The side effects of the chemo are annoying but not unmanageable and I always say “it’s better than the alternative”. My newest side effect is neuropathy and causes my fingers and toes to be numb. Basically it feels like my finger and toes are asleep all the time. I also get mouth sores that are a lot like cold sores and make it miserable to eat for a few days – but hey, soup is good on those days.

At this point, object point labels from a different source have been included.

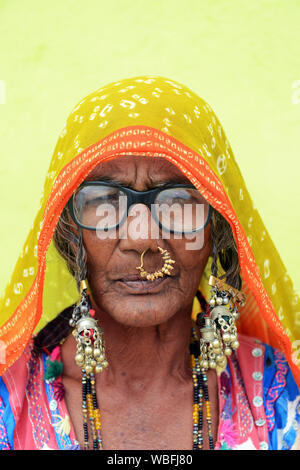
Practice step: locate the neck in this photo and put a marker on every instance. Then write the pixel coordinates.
(139, 355)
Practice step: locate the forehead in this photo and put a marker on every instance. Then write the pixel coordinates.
(130, 167)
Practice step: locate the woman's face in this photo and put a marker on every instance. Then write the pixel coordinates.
(112, 262)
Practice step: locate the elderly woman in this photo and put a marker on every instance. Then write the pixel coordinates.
(184, 332)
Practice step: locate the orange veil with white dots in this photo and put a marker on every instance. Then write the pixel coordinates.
(154, 117)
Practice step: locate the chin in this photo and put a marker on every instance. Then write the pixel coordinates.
(139, 313)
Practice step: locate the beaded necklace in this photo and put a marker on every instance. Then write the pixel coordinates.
(91, 411)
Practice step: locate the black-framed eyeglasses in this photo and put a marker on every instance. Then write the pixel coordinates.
(176, 208)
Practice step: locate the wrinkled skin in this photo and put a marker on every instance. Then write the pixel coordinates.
(146, 392)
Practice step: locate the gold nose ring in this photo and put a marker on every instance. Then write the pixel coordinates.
(167, 267)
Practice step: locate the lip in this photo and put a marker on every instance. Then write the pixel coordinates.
(135, 285)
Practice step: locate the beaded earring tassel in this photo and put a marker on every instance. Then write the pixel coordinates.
(90, 357)
(201, 396)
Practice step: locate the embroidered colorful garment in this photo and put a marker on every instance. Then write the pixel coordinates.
(259, 404)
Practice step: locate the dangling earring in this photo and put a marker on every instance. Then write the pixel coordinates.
(219, 334)
(90, 357)
(90, 354)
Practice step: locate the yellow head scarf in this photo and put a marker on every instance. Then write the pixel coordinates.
(150, 116)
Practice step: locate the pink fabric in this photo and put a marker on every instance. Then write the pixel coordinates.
(242, 421)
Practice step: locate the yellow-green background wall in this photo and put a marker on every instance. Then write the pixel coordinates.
(242, 56)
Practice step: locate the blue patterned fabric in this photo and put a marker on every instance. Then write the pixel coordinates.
(7, 421)
(282, 401)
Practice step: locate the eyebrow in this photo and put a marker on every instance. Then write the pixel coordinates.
(153, 184)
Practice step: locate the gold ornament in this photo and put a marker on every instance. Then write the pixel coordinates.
(167, 267)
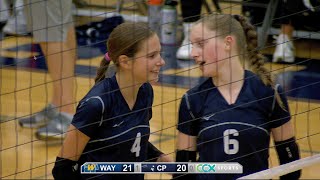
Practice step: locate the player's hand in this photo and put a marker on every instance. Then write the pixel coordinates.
(164, 158)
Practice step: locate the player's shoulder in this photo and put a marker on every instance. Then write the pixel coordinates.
(97, 94)
(257, 86)
(200, 91)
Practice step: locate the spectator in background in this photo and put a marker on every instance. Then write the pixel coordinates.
(52, 27)
(294, 15)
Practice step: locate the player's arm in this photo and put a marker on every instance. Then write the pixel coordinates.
(186, 152)
(70, 152)
(84, 125)
(155, 155)
(287, 148)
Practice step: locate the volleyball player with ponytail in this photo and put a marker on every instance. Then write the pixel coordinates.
(231, 116)
(111, 123)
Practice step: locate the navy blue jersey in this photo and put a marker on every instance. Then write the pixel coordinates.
(238, 132)
(117, 134)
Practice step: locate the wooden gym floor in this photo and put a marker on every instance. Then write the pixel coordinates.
(25, 88)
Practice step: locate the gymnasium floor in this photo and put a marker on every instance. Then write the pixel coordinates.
(25, 88)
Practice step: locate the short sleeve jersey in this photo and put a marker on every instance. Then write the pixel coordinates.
(117, 133)
(238, 132)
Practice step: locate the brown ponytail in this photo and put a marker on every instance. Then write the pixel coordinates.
(247, 41)
(125, 39)
(101, 71)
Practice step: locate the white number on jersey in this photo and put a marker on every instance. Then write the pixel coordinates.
(136, 145)
(231, 146)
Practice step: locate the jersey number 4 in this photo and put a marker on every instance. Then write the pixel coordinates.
(231, 146)
(136, 145)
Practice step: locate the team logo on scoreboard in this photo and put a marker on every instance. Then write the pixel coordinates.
(89, 167)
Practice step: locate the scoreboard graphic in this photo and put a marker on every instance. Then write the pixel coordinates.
(129, 167)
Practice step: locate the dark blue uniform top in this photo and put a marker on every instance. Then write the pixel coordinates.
(239, 132)
(117, 134)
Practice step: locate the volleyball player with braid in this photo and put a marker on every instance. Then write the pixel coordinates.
(231, 116)
(111, 123)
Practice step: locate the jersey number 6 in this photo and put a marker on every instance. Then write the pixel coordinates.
(136, 145)
(231, 146)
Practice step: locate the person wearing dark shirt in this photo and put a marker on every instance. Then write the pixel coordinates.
(111, 123)
(231, 116)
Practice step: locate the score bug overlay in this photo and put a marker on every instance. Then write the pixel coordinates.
(170, 168)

So, I’m coming to the end of this post and havn’t addressed the elephant in the room…. the $64,000 question…..what I would want to know if I’m someone reading this post……just what IS your prognosis? (Insert shock, pearl clutching and audible gasps.). Polite people just DON’T ask that sort of question! I’m realistic and don’t shock easily. I have found that people wonder about that for a couple of reasons : 1. They tend to assess the seriousness of your situation based on “are you going to die?” And 2. Close friends and family want to prepare themselves for what may be in store. So here’s what I can tell you; After we had that awful experience with the first oncologist I told Dr. Al-Rajabi that I didn’t want to know specifics on how long I had to live. The fact is, we all know we’re going to die- most people don’t know when. Unfortunately I know how I will probably die, so I have no use for knowing when. I don’t want to live my life with this number hanging over my head. I set goals and make plans just like someone without a chronic illness. Cancer is part of our lives, but it’s not our lives. If I wasn’t receiving treatment my life would be short but I am and so I have every reason to keep keepin’ on.
The plan is to continue this course of treatment while it’s working (and it IS working right now – my tumors have shrunk by 75% in some cases) until it stops yielding results and then we’ll change out the medication and ride that course until we move on to another and so on and so on. Right now I’m doing great. I feel well and my quality of life is high. I have no reason to believe anything is imminent.
It is true that one day I will die, but it’s true for all of us and for me that day is not today.